Because the Rothschild Group cannot take control of Ukrainian corporate rights, or would even wish to, it would be silly to require Mr. Poroshenko to pay high taxes in Europe, without taking advantage of lawful strategies to minimize his tax liabilities.
In accordance with European tax law, after all taxes in Ukraine have been paid, any dividends paid from Ukraine to the Netherlands, and from the Netherlands to Cyprus, and from Cyprus to the BVI, should not be subjected to additional taxation in Europe.
There are virtually no differences between the tax laws in the British Virgin Islands (BVI) and British tax laws. Moreover, legal disputes in the BVI are resolved in the High Court of London, which has allowed Mr. Poroshenko to transfer his shares of the BVI Company “Prime Asset Partners Limited” into a blind trust controlled by the Rothschild Group.
Such a transfer is consummated by entering into a contract transferring shares in Mr. Poroshenko’s BVI company (that owns, through a chain of firms, Kyiv Confectionery Factory Roshen, in Ukraine), with the Rothschild Group, to which the appropriate documentation would be provided. This is what has been established by the journalists.

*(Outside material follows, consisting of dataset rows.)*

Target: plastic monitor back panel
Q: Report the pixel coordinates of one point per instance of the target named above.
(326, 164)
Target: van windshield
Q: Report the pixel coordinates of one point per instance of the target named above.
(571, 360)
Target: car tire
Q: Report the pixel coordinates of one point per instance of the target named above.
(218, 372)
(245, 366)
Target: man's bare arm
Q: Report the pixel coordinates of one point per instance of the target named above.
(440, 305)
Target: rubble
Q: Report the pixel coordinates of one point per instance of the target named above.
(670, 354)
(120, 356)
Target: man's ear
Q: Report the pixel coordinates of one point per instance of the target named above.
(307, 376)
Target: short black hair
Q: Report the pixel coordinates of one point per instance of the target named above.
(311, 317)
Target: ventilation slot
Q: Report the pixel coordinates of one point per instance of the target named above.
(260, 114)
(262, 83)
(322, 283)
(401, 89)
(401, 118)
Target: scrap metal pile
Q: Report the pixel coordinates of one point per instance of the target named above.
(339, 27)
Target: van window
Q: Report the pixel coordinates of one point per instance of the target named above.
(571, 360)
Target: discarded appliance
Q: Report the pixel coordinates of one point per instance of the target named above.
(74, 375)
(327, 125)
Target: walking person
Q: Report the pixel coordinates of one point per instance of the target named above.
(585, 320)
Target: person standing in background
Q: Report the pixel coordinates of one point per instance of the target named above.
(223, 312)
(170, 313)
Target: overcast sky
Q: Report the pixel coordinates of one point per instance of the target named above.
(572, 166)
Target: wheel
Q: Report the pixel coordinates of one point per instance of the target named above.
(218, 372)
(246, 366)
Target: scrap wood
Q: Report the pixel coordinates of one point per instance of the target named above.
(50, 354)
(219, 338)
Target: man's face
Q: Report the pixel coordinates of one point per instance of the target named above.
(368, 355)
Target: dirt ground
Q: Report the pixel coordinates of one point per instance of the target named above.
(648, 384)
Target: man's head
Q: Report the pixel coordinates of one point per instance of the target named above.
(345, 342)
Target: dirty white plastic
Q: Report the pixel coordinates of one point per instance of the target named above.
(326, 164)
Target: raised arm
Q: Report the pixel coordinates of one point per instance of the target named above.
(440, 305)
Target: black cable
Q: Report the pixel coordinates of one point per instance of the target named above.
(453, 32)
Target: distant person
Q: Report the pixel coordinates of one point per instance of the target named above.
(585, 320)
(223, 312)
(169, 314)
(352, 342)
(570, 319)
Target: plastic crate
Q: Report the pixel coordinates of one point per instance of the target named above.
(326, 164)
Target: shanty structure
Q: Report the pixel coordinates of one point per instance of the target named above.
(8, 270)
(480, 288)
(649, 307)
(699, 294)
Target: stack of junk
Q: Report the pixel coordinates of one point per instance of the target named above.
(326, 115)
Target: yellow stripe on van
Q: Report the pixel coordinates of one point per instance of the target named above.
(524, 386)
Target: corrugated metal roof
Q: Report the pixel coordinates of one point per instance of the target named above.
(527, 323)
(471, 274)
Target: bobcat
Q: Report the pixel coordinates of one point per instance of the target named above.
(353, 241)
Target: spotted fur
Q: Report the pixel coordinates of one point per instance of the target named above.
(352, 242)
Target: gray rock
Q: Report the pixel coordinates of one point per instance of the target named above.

After establishment of the blind trust, Mr. Poroshenko will not be able to have anything to do with these shares, cannot run the business, and all powers of management will be vested in the Rothschild Group. And Mr. Poroshenko, according to the Ukrainian registries, remains the beneficiary, that is, he receives the profits, if there are any, but cannot manage the business.
A similar distinction of interests is common and is considered appropriate for politicians in any country in Europe and the USA.
The reputation of the Rothschild Group assures that all applicable rules will be strictly followed.
As to the absence in Mr. Poroshenko’s tax declaration of shares in his BVI Company, Prime Asset Partners Limited (with a stated value of $1000), such shares, according to settled practice, are not paid for by the intended owner at the time of creation of the company. The actual cost is zero. Often that zero amount is considered “paid” by the local lawyer engaged to set up the company, who technically donates the company to its intended owner. Accordingly, the zero amounts are not accounted for in the Ukrainian tax declaration.
Again, as pointed out above, any profits distributed by the Ukrainian business would be required to be taxed in Ukraine.
If the Rothschild Group eventually finds a buyer for Mr. Poroshenko’s business, payment of taxes in Ukraine from the sale would depend on whether shares of the BVI Company, Prime Asset Partners Limited, are sold to the buyer. If they are, the President would pay a 17% tax on the amount of the sale.
If shares of the Cyprian company, CEE Confectionery Investments Limited, are sold, then all proceeds will go to the BVI Company, Prime Asset Partners Limited, and the transaction would not be subject to Ukrainian taxation.
Time will tell what Mr. Poroshenko will do, but for now he has completely fulfilled his promise to give up management of and influence over his business.